Please stop and take a breath, on both sides. All the you's, I's, my's, rhetoric, and hyperbole is not a constructive way to communicate and only contributes to the toxic behaviors I'm seeing running rampant in this community. In pull requests and issues it is best to talk about the problem, not the person.

CryptoBlockchainTechnologies · 2021-11-01T16:26:58Z

CryptoBlockchainTechnologies
Nov 1, 2021

Chia could only be so lucky to have the success that Ethereum garners with an over 200K active developer community. Ethererum is and should be the measure that new POW/POS/POST blockchains seek to mimic to obtain the same kind of success. Ignoring what has and continues to work is to go on an unknown and risky path as we are now seeing.

It is not too late to right this ship and move towards a better future. All that is needed is a simple public statement from the Chia team advising farmers with a node that "just isn't good enough" to move to pools that have developed Official Protocol solutions that allow them to farm without a node.

0 replies

sargonas · 2021-11-01T19:54:49Z

sargonas
Nov 1, 2021
Author

11/1 update

I wanted to give everyone a “day-after” update, since I’m sure you are all expecting one and we have some things to share as well. As I mentioned in my previous statement on Sunday, we’ve had a lot of the team heads down looking at things this weekend to find out what exactly the pain points were behind the more obvious symptoms you felt, and determined what we could be doing differently to alleviate them.

All in all, machines that are above spec did fine through the Dust Storm (generally speaking, but there were more than a few who were above par but had a majority of node peers who were under powered and lagging behind, hurting them). On a whole, the chain continued to progress, and transactions were processed. However, there were some signs of slowdown here and there, nodes with weak peers struggled, there were some issues with signage points being out of order for otherwise healthy nodes, some pools felt pains that trickled down to their farmers, and transactions with no fees attached were delayed a few hours.

The takeaway is this: While the chain remained strong and stable, it was not a great user experience for about 20% of you and had it continued on indefinitely, the symptoms while not catastrophic were unignorable, and we want to fix that.
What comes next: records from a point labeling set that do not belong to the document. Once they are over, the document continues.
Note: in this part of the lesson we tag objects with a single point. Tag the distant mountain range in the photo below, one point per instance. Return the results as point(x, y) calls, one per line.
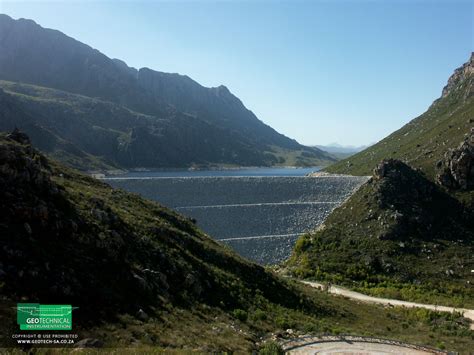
point(95, 112)
point(423, 142)
point(339, 148)
point(409, 231)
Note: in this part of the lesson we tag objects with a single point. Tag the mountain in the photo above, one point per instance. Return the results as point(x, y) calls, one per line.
point(339, 148)
point(400, 235)
point(408, 233)
point(181, 123)
point(341, 151)
point(423, 142)
point(145, 277)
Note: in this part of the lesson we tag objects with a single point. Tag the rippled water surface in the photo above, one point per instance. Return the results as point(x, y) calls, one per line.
point(258, 216)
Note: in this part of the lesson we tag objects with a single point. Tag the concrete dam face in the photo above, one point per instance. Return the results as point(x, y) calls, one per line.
point(259, 217)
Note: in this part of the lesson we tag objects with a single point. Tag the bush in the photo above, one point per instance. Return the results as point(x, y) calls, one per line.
point(240, 314)
point(271, 348)
point(259, 315)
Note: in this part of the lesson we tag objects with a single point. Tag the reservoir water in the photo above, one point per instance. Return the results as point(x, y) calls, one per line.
point(260, 213)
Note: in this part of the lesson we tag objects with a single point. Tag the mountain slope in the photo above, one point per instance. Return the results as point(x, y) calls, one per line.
point(116, 135)
point(408, 233)
point(197, 115)
point(423, 142)
point(146, 277)
point(399, 231)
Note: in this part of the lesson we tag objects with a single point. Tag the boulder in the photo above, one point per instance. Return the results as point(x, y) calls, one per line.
point(456, 170)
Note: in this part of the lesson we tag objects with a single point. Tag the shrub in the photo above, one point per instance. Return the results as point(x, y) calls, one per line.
point(271, 348)
point(240, 314)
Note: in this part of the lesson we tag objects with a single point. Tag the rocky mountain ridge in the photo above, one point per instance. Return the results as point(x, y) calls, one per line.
point(211, 125)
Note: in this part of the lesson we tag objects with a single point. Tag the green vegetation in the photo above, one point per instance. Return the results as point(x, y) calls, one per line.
point(144, 276)
point(92, 134)
point(399, 235)
point(423, 142)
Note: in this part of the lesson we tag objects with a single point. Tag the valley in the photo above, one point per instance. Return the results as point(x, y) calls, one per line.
point(259, 217)
point(167, 216)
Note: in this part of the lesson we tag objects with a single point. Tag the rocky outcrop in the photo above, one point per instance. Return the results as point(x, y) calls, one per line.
point(460, 74)
point(456, 170)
We have always known there was plenty of room for optimizations in how we do certain things, and like all software projects we balance going back and revisiting optimizations against new features we need to add to advance the software forward. Over time, we’ve done those things when we can, with the expectation we would phase in more optimizations gradually over time but ahead of the curve of the network load growth and need for them. However, this event pushed that timetable up dramatically shortening said curve, and so we shall do the same with our optimizations.

Thanks to our anonymous tester, we now have zeroed in specifically on several areas of potential optimization. Some are pretty clear to us, some require further testing to validate. Over the course of this week we’ll be adding a few of these optimizations to the forthcoming 1.2.11 release that we were already planning to put out within the week. Others will come in subsequent patches, depending on the body of work and validation needed. The exact details of those changes I’m not prepared to go into right now, because some are still up in the air, but they will be covered in the release notes of those updates and any future post mortems we may do.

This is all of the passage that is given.